1. Field of the Invention
The present invention relates to a small imaging device used, e.g., in cellular phones. Specifically, the present invention relates to a solid state imaging device that can achieve high levels of microminiaturization, low cost, and high performance, and small equipment using the solid state imaging device.
2. Description of the Related Art
In recent years, a small imaging device that can be built even in small equipment such as a cellular phone has been under development. There are some requirements for this type of imaging device: first, the size is very small; second, the cost is low. A CMOS sensor that can reduce the cost by facilitating connectivity to peripheral circuits using a general CMOS process with logic LSI has been in the mainstream. The CMOS sensor can form a one-chip structure with a logic portion. Therefore, it also can achieve microminiaturization by forming a one-chip structure with an image processing portion. FIG. 6 shows the configuration of a conventional one-chip CMOS sensor. The one-chip CMOS sensor in FIG. 6 includes the following: a sensor 507 for converting light into an electric signal; a vertical scanning circuit 506 for driving the sensor; a horizontal scanning circuit 508; a timing generator (TG) 503; a gain control amplifier (GCA) 504 for amplifying a signal output from the sensor; an analog/digital converter (ADC) 505 for converting the output signal into a digital signal; and an image processing circuit 502.

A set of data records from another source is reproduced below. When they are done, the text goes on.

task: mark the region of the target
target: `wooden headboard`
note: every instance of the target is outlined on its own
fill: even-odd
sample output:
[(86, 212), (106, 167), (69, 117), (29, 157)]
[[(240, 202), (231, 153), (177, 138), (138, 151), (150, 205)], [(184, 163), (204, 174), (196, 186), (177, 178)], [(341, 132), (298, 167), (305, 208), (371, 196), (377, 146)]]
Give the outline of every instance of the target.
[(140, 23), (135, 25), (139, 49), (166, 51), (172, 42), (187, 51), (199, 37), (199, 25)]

However, there is a growing demand for not only microminiaturization and low cost, but also high performance such as sensitivity. It is difficult to contain a lighting unit, e.g., a strobe in small equipment like a cellular phone. Therefore, higher sensitivity is required particularly for the small equipment. Moreover, it is expected that cellular phones will be used instead of digital still cameras, which makes high performance increasingly important as a development theme.
In view of high performance, the following problems arise in the conventional configuration. When the logic circuit and the analog circuit (the sensor) are formed in one chip, they should be fabricated in the same process despite a difference in required electrical performance. Therefore, it is difficult to satisfy the performance of both the logic circuit and the sensor. When fine processing is employed, the sensor performance becomes poor. When processing that is not fine is employed to ensure the sensor performance, the logic portion is too large to enjoy the benefits of one chip. To avoid this, a method for using a two-chip structure has been proposed. The two-chip structure is composed of an imaging chip including the sensor and an image processing chip including the imaging processing portion.
Examples of the conventional technique related to the present invention include a method in which an imaging chip is stacked on an image processing chip, thereby reducing the mounting area and the size (JP 5(1993)-268535 A).
FIG. 7 shows a conventional imaging device with a two-chip structure of an imaging chip and an image processing chip. The imaging device in FIG. 7 allows an imaging chip 601 to operate independently regardless of the type of an image processing chip 608 by mounting the following components on the imaging chip 601: a sensor 603; vertical and horizontal scanning circuits 604, 605 for driving the sensor 603; a timing generator 602 for generating a pulse needed for the scanning circuits; a gain control amplifier 606 for amplifying a signal output from the sensor 603; and an analog/digital converter 607 for converting the output signal into a digital signal.
For this configuration, the circuits that inherently can exhibit their performance by CMOS logic, such as the timing generator 602, are still present in the imaging chip. Therefore, an improvement in performance of the sensor 603 causes an increase in area of those circuits.
This problem can be solved by mounting the timing generator 602, the gain control amplifier 606, and the analog/digital converter 607 on the image processing chip 608. However, timing pulse feed lines from the image processing chip 608 to the imaging chip 601 are increased, noise is superimposed on the feed lines, and this noise is superimposed on the output of the imaging chip 601, thus degrading the performance of the imaging chip.
It has been clear that this noise is caused by a fluctuation in current supplied to the scanning circuit that mainly drives the pixel portion. When the scanning circuit is formed using CMOS logic, the current fluctuation is due to a so-called through current generated by switching of a CMOS circuit. Although the CMOS circuit generally is characterized by low current consumption, it is well known that a very large current (through current) flows at the moment of switching. This is because both nMOS and pMOS transistors are in the on state only at the moment of switching to create a short circuit in the power supply and the ground. When wiring that controls the switching is located outside the chip, noise is superimposed on the wiring itself or a pulse transmitted through the wiring is rounded, so that noise of the power supply due to the through current is increased.